Manufacturing News

China's IC industry expected to have rapid growth

China's integrated circuit industry is expected to witness rapid growth in the next few years, industry experts said, while calling for increasing research and development input and strengthening independent innovation as part of the broader push to establish a relatively complete semiconductor industry chain system.

They added US politicians' trick of playing up the "China threat" theory in the semiconductor industry is groundless and doomed to fail. They said the technological blockade will hurt the interests of US companies, impede global cooperation and jeopardize the global supply chain.

Data from the China Semiconductor Industry Association showed the revenue of China's integrated circuit industry reached 685.86 billion yuan ($108.4 billion) during the January-September 2021 period, up 16.1 percent on a yearly basis.

The semiconductor industry in China maintained steady growth in 2020, with total sales rising 17 percent year-on-year to 884.8 billion yuan in 2020, it said.

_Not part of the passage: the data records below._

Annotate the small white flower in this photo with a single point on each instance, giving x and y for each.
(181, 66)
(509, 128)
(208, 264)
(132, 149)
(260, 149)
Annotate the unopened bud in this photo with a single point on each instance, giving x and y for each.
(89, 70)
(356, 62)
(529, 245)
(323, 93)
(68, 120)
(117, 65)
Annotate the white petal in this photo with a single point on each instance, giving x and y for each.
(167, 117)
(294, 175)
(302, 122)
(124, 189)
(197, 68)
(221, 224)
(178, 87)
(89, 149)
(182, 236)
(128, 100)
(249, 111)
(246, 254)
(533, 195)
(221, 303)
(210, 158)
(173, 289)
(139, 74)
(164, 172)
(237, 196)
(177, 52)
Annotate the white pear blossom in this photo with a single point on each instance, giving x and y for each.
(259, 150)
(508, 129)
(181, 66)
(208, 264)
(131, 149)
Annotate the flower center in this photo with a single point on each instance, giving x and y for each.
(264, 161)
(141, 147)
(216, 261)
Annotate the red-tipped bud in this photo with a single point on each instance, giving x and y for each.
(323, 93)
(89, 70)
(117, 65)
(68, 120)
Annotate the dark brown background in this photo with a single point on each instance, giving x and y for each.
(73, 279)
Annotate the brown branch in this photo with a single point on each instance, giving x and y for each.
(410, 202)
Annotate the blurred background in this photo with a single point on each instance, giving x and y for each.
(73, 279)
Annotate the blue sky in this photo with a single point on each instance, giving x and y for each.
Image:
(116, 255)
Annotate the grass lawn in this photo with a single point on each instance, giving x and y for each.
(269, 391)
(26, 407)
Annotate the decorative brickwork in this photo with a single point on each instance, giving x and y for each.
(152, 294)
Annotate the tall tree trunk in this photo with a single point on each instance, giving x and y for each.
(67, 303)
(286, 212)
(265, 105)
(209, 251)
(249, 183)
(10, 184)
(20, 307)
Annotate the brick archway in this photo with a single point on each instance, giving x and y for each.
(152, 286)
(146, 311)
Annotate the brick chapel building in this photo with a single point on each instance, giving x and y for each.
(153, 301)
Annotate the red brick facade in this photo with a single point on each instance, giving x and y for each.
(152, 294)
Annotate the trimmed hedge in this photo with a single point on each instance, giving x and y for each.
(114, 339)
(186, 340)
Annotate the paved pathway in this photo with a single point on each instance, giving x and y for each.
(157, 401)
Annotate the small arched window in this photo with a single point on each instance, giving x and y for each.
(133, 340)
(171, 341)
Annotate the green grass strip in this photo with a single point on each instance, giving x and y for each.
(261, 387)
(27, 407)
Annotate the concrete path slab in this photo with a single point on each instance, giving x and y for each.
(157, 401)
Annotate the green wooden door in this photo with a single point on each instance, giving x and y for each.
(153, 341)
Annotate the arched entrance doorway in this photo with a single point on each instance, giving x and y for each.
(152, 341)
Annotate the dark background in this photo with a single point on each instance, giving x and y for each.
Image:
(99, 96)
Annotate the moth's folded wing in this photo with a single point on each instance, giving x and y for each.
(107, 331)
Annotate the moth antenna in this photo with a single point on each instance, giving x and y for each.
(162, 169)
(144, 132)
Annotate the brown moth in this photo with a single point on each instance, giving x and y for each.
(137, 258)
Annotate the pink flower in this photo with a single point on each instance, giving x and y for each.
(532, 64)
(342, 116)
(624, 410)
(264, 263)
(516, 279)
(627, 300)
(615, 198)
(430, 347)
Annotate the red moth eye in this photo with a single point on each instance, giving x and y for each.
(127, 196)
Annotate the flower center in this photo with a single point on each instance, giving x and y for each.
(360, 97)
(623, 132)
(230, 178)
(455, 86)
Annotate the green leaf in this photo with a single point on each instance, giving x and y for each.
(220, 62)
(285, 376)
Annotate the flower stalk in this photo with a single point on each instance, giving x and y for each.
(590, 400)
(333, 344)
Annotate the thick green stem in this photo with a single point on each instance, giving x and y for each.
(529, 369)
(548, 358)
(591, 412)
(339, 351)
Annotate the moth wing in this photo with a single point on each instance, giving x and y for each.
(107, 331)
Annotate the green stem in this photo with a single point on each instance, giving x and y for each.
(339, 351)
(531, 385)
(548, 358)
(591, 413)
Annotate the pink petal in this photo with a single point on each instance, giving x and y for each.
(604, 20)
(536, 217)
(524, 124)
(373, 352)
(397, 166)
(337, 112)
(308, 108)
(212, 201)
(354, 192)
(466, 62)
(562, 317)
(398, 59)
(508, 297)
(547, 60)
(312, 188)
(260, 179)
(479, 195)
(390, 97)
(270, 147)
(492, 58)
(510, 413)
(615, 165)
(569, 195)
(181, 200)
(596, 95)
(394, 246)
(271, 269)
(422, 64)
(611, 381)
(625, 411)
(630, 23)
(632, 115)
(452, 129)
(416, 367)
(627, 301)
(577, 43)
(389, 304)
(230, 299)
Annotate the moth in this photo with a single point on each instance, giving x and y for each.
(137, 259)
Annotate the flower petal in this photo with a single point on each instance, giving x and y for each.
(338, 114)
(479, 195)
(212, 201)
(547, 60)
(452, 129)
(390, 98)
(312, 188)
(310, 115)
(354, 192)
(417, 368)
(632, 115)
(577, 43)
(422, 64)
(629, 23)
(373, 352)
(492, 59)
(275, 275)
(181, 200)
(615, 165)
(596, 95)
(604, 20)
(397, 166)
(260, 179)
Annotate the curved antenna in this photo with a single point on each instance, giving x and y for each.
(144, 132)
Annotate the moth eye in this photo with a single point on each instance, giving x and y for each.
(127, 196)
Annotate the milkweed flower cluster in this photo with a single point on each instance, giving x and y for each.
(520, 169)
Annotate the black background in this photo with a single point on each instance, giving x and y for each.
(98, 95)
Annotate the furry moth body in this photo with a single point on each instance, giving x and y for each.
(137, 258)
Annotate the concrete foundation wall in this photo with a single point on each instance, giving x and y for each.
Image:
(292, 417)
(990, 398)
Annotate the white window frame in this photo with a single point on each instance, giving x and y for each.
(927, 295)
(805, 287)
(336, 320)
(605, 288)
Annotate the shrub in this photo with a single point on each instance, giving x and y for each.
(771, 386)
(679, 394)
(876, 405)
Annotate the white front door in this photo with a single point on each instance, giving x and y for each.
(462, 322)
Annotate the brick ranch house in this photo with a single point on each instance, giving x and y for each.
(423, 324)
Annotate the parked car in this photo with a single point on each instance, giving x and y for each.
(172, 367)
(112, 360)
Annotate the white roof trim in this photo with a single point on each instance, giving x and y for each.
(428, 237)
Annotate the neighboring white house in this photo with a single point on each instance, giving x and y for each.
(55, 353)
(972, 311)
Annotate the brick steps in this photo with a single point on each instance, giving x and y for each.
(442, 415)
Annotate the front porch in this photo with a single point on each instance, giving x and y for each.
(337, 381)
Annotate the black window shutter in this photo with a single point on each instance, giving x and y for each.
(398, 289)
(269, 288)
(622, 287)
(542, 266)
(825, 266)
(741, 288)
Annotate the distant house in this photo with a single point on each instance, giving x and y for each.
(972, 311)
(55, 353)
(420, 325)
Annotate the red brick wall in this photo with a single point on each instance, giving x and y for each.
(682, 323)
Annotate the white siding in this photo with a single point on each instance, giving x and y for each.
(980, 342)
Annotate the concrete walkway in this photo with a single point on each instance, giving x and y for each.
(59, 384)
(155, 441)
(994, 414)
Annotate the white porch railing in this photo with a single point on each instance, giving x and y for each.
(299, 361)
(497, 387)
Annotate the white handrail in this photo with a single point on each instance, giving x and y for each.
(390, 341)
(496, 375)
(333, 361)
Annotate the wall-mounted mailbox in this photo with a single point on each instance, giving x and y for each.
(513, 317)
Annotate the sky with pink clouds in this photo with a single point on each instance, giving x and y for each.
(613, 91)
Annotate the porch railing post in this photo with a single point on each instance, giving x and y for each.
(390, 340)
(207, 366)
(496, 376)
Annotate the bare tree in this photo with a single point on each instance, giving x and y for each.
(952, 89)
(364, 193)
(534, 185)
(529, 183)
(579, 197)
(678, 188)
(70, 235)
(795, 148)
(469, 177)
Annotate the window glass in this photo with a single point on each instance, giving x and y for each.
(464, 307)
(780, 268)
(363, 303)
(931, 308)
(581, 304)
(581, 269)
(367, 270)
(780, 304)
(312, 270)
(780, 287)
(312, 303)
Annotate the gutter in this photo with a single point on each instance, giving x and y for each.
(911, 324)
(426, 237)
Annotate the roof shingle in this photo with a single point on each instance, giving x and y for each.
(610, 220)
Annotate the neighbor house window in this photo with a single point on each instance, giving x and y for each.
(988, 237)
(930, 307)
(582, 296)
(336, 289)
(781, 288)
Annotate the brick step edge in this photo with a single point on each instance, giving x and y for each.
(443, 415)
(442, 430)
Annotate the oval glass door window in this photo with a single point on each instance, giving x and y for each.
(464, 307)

The nation has scaled up the production capacities in the IC industry. Data from the National Bureau of Statistics showed China produced 359.4 billion units of ICs last year, up 33.3 percent year-on-year, doubling the growth rate in 2020.

Meanwhile, worldwide semiconductor revenue increased 25.1 percent in 2021 to $583.5 billion, crossing the $500 billion threshold for the first time, said global consultancy Gartner Inc.

"There is a surging demand for semiconductors, which are used in a wide range of fields, from smartphones, computers, tablets, sensors, and to cars as well as home appliances," said Li Xianjun, an associate researcher from the Institute of Industrial Economics at the Chinese Academy of Social Sciences.

China's semiconductor industry has seen robust growth since 2018, but lags some developed countries in terms of chip materials and manufacturing equipment due to lack of core technologies, Li said, while underscoring the significance of sticking to independent innovation.

Western media recently reported that China pursues "self-reliance" in some technologies such as chips. Meanwhile, the United States and the European Union have adopted incentives to boost the production of semiconductor chips.

Xiang Ligang, director-general of the Information Consumption Alliance, a telecom industry association, said US attempts to crack down on China's semiconductor industry and preserve its hegemony is not only doomed to fail but could also backfire.

US political leaders are hyping the "China threat" theory in chips, but the US is still taking the lead in the world's semiconductor industry. "It is ridiculous and vicious that the US imposed sanctions and restrictions on Chinese tech companies, while it stepped up support to spur its indigenous chip making industry," Xiang said.

He said the technological blockade will not hold back the development of China's semiconductor industry, but make them improve research capacities and strive for more breakthroughs in the field. The US sanctions on Chinese tech firms will not only hurt the interests of many US chip companies, but also disrupt global industrial and supply chains, he added.

Roger Sheng, vice-president of research at Gartner, said although China has made tremendous progress in developing its semiconductor industry in recent years, there is still a huge technical gap between Chinese chipmakers and their foreign peers.

Sheng said lithography machines that play a crucial role in the production of chips, raw materials, and IC packaging and testing devices are highly dependent on imports. "It will take five to 10 years for Chinese chipmakers to fully achieve self-reliance in the cutting-edge semiconductor segment."

Sheng called for domestic companies in the upstream and downstream areas of the chip industrial chain to strengthen cooperation, master core technologies and develop homegrown chips.

The US government has put dozens of China's major tech companies, including Huawei Technologies Co and Semiconductor Manufacturing International Corp, on an entity list which restricts their access to US technologies such as crucial software and semiconductor production equipment.

Wei Shaojun, director of the China Semiconductor Industry Association's IC design branch, said more efforts should be made to increase R&D investment and enhance innovation capacities in the sprawling semiconductor sector.

He said the reason why US chip firms can keep their leading positions is because they invest heavily in R&D. About 27 percent of their revenues goes into research on average, twice as much as that of other countries. The high investment empowers companies with advanced technologies, which in turn supports them in making competitive products, he explained.

He noted that the number of China's chip design companies has jumped by 26.7 percent to 2,810 in 2021 from 2,218 in 2020. However, there are some challenges in the chip design industry, such as shortages of high-end products and talent.

"As the global economy bounced back in 2021, shortages appeared throughout the semiconductor supply chain, particularly in the automotive industry," said Andrew Norwood, research vice-president at Gartner.

"The resulting combination of strong demand as well as logistics and raw material price increases drove semiconductors' average selling price higher, contributing to overall revenue growth in 2021," he explained, adding the 5G smartphone market helped drive semiconductor revenue.

Gartner said Samsung Electronics regained the top spot from Intel for the first time since 2018, with revenue increasing 31.6 percent on a yearly basis in 2021. The firm accounted for a 13 percent share in the global semiconductor market. Intel dropped to second with 0.5 percent growth last year, delivering the lowest growth rate among the top 25 vendors.